Exploring the Science in Gina’s Case
What Is the Relationship Between Medical Cannabis, the Endocannabinoid System, and Endometriosis?
Gina’s doctor has prescribed her with medical cannabis; understanding its proposed mechanism could provide insight into why it may have a role in Gina’s care.
Studies have shown that cannabinoid receptors (CB1 and CB2) are highly expressed in ovaries with endometriosis, compared with stromal tissues surrounding the lesion.10,11
As cannabinoid receptors have been implicated in the management of chronic pain and inflammation, these findings suggest that medical cannabis may offer a targeted approach for managing endometriosis-related pain and inflammation at the lesion site.10,11
A recent literature review found that compared to conventional strategies such as analgesics and heat therapy, medical cannabis offered symptom relief for individuals with endometriosis.10
This flow diagram illustrates the potential key therapeutic targets within the endocannabinoid system that interact with cannabis compounds.10
Adapted from Cummings et al. 202410
However, there remains a lack of randomised controlled trials specifically evaluating medical cannabis efficacy for endometriosis-related pain.10 This gap in evidence highlights an important direction for future research—particularly in light of emerging findings that a dysregulated endocannabinoid system may contribute to the pathophysiology of endometriosis.10
Key Takeaways
Endometriosis remains a complex condition that significantly impacts quality of life.1 While conventional treatments can help, many patients—like Gina—continue to experience debilitating symptoms despite best-practice interventions.1
Emerging evidence suggests a potential role for the endocannabinoid system in modulating inflammation, pain, and other symptoms associated with endometriosis.10,11 Though clinical research is still developing, the expression of cannabinoid receptors in endometriotic tissue, alongside promising patient-reported outcomes, highlights the potential role of medical cannabis as an adjunctive therapy in selected patients.10,11
Gina’s case illustrates how a personalised, cautious, and evidence-informed approach—grounded in thorough risk assessment and multidisciplinary collaboration—can support safe access to medical cannabis. As with any therapeutic decision, individual patient factors, clinical history, and shared decision-making remain central to guiding care.

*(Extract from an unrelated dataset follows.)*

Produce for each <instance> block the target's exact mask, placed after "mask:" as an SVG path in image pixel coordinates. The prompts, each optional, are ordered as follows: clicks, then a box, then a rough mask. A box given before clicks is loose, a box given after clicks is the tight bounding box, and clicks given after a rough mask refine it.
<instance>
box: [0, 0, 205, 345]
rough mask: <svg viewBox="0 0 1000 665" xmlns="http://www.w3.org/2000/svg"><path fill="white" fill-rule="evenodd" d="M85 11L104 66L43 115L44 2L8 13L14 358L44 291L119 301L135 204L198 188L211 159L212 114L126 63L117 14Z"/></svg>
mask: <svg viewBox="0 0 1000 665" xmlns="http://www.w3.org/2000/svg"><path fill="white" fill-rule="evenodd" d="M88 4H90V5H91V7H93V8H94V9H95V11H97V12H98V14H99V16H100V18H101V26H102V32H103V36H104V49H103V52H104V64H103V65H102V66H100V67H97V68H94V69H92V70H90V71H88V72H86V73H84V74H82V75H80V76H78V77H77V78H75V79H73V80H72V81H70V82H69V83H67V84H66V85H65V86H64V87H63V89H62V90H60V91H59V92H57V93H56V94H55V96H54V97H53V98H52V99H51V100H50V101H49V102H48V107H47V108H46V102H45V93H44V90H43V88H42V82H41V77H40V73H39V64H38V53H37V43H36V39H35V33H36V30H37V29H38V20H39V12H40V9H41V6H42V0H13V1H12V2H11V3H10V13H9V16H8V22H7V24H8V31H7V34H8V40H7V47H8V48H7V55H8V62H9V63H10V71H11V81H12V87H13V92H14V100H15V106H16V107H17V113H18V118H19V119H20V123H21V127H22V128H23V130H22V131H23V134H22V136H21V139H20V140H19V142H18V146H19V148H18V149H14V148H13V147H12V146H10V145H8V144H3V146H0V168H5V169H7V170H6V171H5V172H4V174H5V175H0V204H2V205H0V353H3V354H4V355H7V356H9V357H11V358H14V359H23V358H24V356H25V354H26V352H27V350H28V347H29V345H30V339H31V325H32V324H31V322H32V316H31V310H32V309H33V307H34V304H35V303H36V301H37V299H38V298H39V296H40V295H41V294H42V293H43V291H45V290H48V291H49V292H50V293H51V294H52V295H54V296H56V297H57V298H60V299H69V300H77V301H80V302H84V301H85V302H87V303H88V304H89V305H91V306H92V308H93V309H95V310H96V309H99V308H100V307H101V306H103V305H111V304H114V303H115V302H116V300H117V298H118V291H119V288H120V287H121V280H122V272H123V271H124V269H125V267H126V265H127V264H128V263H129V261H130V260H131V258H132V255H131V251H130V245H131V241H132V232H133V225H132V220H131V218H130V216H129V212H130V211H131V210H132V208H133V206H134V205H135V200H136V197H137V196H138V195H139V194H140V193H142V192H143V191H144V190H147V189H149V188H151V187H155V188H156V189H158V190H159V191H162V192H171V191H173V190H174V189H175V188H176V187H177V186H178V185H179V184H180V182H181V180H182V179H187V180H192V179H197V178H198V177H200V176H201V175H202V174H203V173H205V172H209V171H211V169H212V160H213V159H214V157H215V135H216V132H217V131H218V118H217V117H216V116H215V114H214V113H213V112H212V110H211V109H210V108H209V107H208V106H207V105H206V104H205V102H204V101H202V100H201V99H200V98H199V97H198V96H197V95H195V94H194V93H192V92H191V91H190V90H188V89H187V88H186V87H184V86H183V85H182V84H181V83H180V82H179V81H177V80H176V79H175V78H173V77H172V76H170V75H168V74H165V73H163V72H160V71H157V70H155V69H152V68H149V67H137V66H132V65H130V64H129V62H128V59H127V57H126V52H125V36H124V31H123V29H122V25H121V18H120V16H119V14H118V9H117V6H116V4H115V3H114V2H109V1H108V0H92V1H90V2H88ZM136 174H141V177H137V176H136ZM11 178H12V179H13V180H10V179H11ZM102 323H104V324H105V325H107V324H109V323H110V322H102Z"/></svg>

Adverse event monitoring: Medical cannabis products may be associated with adverse events. For more information please contact medinfo@saged.com.au. Medical cannabis products are not suitable for use during pregnancy or breastfeeding, for anyone with a history with psychotic disorders, or for those with unstable cardiovascular disease. Treatment for patients under 18 years is recommended under the guidance of a paediatrician. Patients should not drive or operate machinery while being treated with some forms of medicinal cannabis.